Trade Courts Updates for Week of March 18, 2015

United States Court of Appeals for the Federal Circuit

Federal Circuit Affirms Decision on Upholding Application of Countervailing Duties on Non-Market Economies 

 In GPX International Tire Corporation et al.  v. United States, Case Nos. 2014-1188, 2014-1248 (March 13, 2015), GPX International Tire Corp. and Hebei Starbright  Tire Co., Ltd. (collectively, “GPX”) appealed a Court of International Trade (“Trade Court”) decision  upholding the Department of Commerce’s (“Commerce”) imposition of both antidumping and countervailing duties. Commerce acted pursuant to a 2012 law that overruled this court’s decision in GPX International Tire Corp. v. United States, 666 F.3d 732 (Fed. Cir. 2011) (“GPX I”), reh’g granted, 678 F.3d 1308 (Fed. Cir. 2012) (“GPX II”), and permitted Commerce to impose countervailing duties with respect to non-market economy (“NME”) countries retroactively to proceedings initiated on or after November 20, 2006.
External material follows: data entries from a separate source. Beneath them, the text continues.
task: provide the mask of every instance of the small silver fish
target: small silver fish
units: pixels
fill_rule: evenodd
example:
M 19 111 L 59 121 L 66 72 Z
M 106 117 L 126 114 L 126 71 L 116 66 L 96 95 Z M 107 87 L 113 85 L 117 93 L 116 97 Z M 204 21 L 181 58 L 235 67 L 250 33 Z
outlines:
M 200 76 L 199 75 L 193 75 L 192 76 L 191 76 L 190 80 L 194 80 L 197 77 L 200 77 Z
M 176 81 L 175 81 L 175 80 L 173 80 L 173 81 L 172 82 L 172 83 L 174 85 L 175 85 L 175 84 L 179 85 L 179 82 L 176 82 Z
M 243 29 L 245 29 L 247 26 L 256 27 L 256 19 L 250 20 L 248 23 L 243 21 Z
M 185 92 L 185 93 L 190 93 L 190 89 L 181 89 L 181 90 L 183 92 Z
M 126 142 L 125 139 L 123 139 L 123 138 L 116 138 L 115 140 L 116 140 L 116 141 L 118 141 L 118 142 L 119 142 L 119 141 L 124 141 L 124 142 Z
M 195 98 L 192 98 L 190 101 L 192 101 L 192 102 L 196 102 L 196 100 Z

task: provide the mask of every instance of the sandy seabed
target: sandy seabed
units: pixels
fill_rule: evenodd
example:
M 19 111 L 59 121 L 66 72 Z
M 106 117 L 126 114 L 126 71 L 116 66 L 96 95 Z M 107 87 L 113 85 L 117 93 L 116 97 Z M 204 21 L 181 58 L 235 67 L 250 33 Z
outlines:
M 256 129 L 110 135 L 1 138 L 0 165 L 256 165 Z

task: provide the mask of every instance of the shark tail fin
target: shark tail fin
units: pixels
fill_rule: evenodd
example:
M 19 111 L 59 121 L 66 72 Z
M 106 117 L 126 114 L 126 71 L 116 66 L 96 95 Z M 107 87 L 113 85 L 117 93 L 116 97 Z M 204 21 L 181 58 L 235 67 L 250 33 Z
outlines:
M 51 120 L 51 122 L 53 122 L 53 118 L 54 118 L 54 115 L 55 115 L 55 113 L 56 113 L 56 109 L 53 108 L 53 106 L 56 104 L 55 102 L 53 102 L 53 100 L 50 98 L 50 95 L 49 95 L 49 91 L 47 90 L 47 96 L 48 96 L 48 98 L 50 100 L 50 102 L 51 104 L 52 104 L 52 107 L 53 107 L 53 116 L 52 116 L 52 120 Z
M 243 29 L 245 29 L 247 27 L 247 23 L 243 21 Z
Under the Tariff Act of 1930, as amended, Commerce may impose two types of duties on imports that injure domestic industries: (1) antidumping duties on goods “sold in the United States at less than . . . fair value,” 19 U.S.C. § 1673; and (2) countervailing duties on goods that receive a “countervailable subsidy” from a foreign government, id. § 1671(a). For goods imported from market economy countries, Commerce may impose both antidumping and countervailing duties. Until recently, Commerce maintained that it could not impose countervailing duties on imports from NME countries—focusing on Soviet bloc countries—because of the difficulty in calculating countervailing subsidies in those countries. See GPX I, 666 F.3d at 735. Beginning on November 20, 2006, however, Commerce indicated that it was considering taking a new position by applying countervailing duties to imports from China, a NME country. On July 15, 2008, Commerce issued its final countervailing duty determination in this case, Certain New Pneumatic Off-the-Road Tires from the People’s Republic of China: Final Affirmative Countervailing Duty Determination and Final Negative Determination of Critical Circumstances, 73 Fed. Reg. 40,480 (Dep’t of Commerce July 15, 2008), after which GPX filed a lawsuit to challenge the Countervailing Duty.  This court affirmed the Trade Court’s holding that countervailing duties could not be applied to imports from NME countries, concluding that Congress had ratified Commerce’s prior position. Congress subsequently overruled the Federal Circuit’s decision by enacting a law in 2012 which allowed for countervailing duties on NME countries. See  Pub. L. No. 112-99, 126 Stat. 265 (2012), amending 19 U.S.C.S. §§ 1671 and 1677f-1.

The Federal Circuit examined the 2012 law in Guangdong Wireking Housewares & Hardware Co. v. United States, 745 F.3d 1194 (Fed. Cir. 2014) (“Wireking”) and determined that it was more remedial than punitive regardless of whether the law applied retroactively, and as such was not subject to the Ex Post Facto Clause. See Wireking, 745 F.3d at 1202–03 (citing Smith, 538 U.S. at 92). The new law authorized the imposition of countervailing duties on NME countries both prospectively and retrospectively, applying to “all proceedings initiated . . . on or after November 20, 2006.” 126 Stat. at 265 § 1(a); see also Wireking, 745 F.3d at 1197 & n.1.  Moreover, retroactive application, according to the Federal Circuit, satisfies due process when there is a rational legislative purpose for such an application.  Here, because the law is not new; because it resolved the uncertainty as to whether CVDs applied to NME countries; because it is applied retroactively for a period shorter than other retroactive statutes not deemed to violated due process; because it is directed toward remedial administration of dumping duties; and where notice was provided to plaintiff-appellant that the countervailing duties would apply prior to the imports in this case --  the Federal Circuit found that the new law neither violated the Ex Post Facto Clause of Article I, Section 9 of the U.S. Constitution or the Due Process Clause of the Fifth Amendment to the U.S. Constitution.  The Federal Circuit affirmed the Trade Court’s decision. 

 

Note: The information contained in this memorandum is for general information only, and is not intended as advice or counsel regarding any specific situation. If you have an issue relating to the subject matter discussed in this memorandum, you should consult with counsel or your customs advisers concerning the proper course of action to be followed in your case.